Just because an artist manages to make a certain kind of art fashionable for people to buy doesn't mean that s/he actually influenced the artists in that genre who make that kind of work thereafter--they just influenced the market.

Anonymous said...

true anon 7:13
a white male figurative painter rocks the art world and is remembered forever?
haven't we heard this story before?

JD said...

Anon 5:55, WELL SAID!!!

Anonymous said...

I agree with those comments about John Currin. The fact that we are writing on a blog called "PainterNYC" is in some way due to Currin and his contemporaries. I think young painters today don't quite understand that. The way we can talk about 'loving' painting was a totally absurd thought before that generation came along. It wasn't just about the market.

Anonymous said...

i can't believe you are such a sheep that you couldn't love an unpopular thing until john currin made it popular for rich people to buy that thing. that's pathetic.

Anonymous said...

Don't y'all think it's kind of difficult to talk about this work, especially if you haven't seen it in person? The color reproduction on the web is for shit, plus you can't see what's really happening in the image.

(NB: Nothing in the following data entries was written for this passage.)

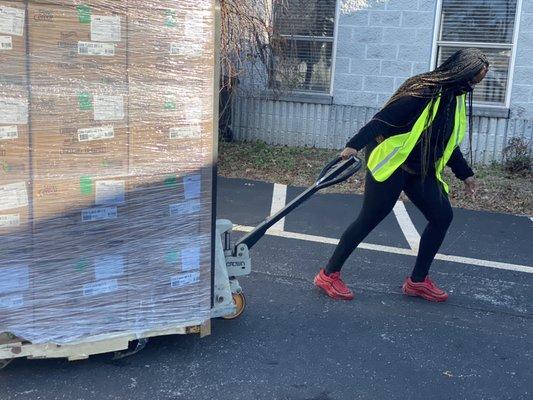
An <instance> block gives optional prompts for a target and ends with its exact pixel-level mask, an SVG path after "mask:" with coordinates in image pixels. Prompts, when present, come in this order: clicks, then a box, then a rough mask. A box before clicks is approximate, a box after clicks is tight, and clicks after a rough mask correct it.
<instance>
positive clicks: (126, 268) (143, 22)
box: [0, 0, 218, 343]
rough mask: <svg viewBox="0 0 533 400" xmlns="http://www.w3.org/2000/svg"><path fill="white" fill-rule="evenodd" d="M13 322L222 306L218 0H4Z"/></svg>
mask: <svg viewBox="0 0 533 400" xmlns="http://www.w3.org/2000/svg"><path fill="white" fill-rule="evenodd" d="M0 65H1V67H0V333H2V332H9V333H11V334H13V335H15V336H17V337H19V338H22V339H24V340H27V341H30V342H32V343H48V342H53V343H68V342H72V341H80V340H84V339H85V338H90V337H94V336H96V335H111V336H112V335H120V334H123V333H132V332H133V333H135V334H138V335H139V337H141V336H142V335H143V333H145V332H148V331H152V330H156V329H160V328H168V327H173V326H190V325H197V324H200V323H202V322H204V321H205V320H207V319H209V318H210V307H211V298H210V296H211V249H212V229H213V226H212V208H213V207H212V204H213V199H212V183H213V176H212V171H213V169H212V166H213V157H214V156H213V155H214V151H213V143H214V140H213V139H214V138H213V135H214V130H215V126H214V122H213V109H214V107H213V106H214V104H213V102H214V98H215V92H214V76H215V73H217V72H218V71H215V59H214V0H175V1H166V0H161V1H157V0H142V1H141V0H127V1H126V0H124V1H106V0H84V1H78V0H72V1H61V0H57V1H54V0H50V1H46V0H42V1H0Z"/></svg>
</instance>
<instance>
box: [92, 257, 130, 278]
mask: <svg viewBox="0 0 533 400" xmlns="http://www.w3.org/2000/svg"><path fill="white" fill-rule="evenodd" d="M123 274H124V257H122V256H121V255H114V254H113V255H111V254H110V255H106V256H99V257H95V258H94V275H95V277H96V279H97V280H101V279H109V278H113V277H117V276H122V275H123Z"/></svg>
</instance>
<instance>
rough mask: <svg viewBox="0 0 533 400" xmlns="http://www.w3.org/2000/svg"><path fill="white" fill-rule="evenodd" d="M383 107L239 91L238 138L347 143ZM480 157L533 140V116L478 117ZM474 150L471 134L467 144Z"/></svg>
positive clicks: (498, 159)
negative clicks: (316, 100) (245, 96)
mask: <svg viewBox="0 0 533 400" xmlns="http://www.w3.org/2000/svg"><path fill="white" fill-rule="evenodd" d="M376 111H377V110H376V109H375V108H370V107H357V106H347V105H338V104H337V105H326V104H313V103H298V102H287V101H274V100H265V99H257V98H247V97H237V99H236V102H235V106H234V117H233V131H234V134H235V137H236V139H238V140H243V141H256V140H262V141H264V142H266V143H269V144H277V145H287V146H298V147H318V148H328V149H341V148H343V147H344V145H345V143H346V142H347V141H348V140H349V139H350V138H351V137H352V136H353V134H354V133H355V132H357V131H358V130H359V129H361V127H362V126H363V125H364V124H365V123H367V122H368V121H369V120H370V119H371V118H372V116H373V115H374V114H375V112H376ZM473 132H474V137H473V143H472V145H473V146H472V147H473V150H474V161H475V162H477V163H483V164H487V163H490V162H492V161H501V160H502V152H503V149H504V148H505V146H506V145H507V143H508V141H509V139H511V138H513V137H517V136H519V137H523V138H524V139H525V140H527V141H529V143H530V148H529V149H530V154H531V153H532V147H533V146H532V143H533V121H531V120H520V119H506V118H489V117H475V118H474V129H473ZM462 147H463V149H464V150H465V154H466V153H468V148H469V145H468V138H466V140H465V141H464V142H463V145H462Z"/></svg>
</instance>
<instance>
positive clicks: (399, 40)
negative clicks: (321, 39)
mask: <svg viewBox="0 0 533 400" xmlns="http://www.w3.org/2000/svg"><path fill="white" fill-rule="evenodd" d="M526 1H533V0H526ZM435 7H436V0H390V1H388V2H386V3H384V4H380V3H378V4H377V5H375V6H373V7H372V8H370V9H366V10H360V11H357V12H355V13H352V14H342V13H341V14H340V19H339V27H338V30H339V32H338V42H337V60H336V67H335V76H334V85H333V95H334V103H335V104H346V105H354V106H364V107H380V106H381V105H382V104H383V103H384V102H385V101H386V100H387V99H388V98H389V97H390V95H391V94H392V93H393V91H394V90H395V89H396V88H397V87H398V86H399V85H400V84H401V83H402V82H403V81H404V80H405V79H406V78H408V77H409V76H412V75H415V74H417V73H420V72H423V71H427V70H429V67H430V59H431V46H432V40H433V26H434V22H435ZM532 42H533V41H532Z"/></svg>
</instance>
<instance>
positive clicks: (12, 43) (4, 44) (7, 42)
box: [0, 36, 13, 50]
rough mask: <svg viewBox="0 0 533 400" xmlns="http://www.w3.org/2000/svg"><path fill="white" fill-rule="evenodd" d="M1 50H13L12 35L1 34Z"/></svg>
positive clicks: (12, 42) (0, 49)
mask: <svg viewBox="0 0 533 400" xmlns="http://www.w3.org/2000/svg"><path fill="white" fill-rule="evenodd" d="M0 50H13V41H12V40H11V36H0Z"/></svg>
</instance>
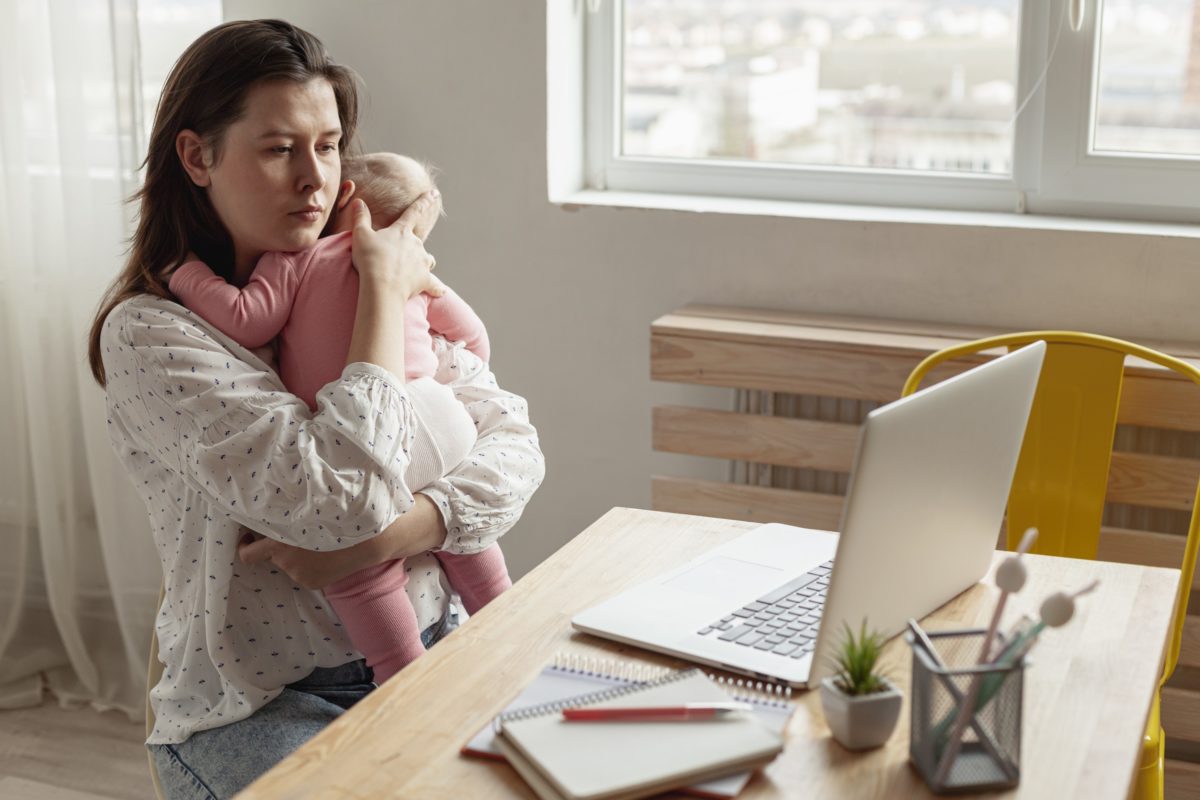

The images for the Mary Boone show from his last show looked just about nothing like the paintings in person, and also, the scale of the pieces is really nice to boot, which isn't at all reflected in a small-for-web image. The material use is really great and THAT certainly doesn't come across in this image. The use of matte and gloss mediums, touches of airbrush, paint that's been dragged with a knife, freehand bits, masked bits, and areas where he's playing within a close range of values. i like the fact that over the past few years he's been really playing and extending his repetoire within a tight range. he's found a lot of imaginative ways to make images within the contstraints he's set for himself.

Anonymous said...

yeah, whatever Jay...

Anonymous said...

i saw the show--it was no fun

Anonymous said...

I agree w/ Anon and JD--Currin changed all, Yuskavage, too, and to a lesser degree Catherine Howe. Yuskavage's Tit Heaven watercolors, unforgettable! with the bad girls 1992 show at Elizabeth Koury...then Currin's palette knife girls show...that SHOCKED me. It really did. More than Oehlen, who I love for his abandon.
They (Currin, Yuskavage, Howe) opened up new mining of territory within figuration. It was huge and exciting. Of course many people were building on these themes in their studios, Ellen Phelan was making the doll paintings, Alex Katz was certainly working, Odd Nerdrum was showing, but Currin and Yuskavage were the first to bring out the conflict between history and present time on the surface of painting.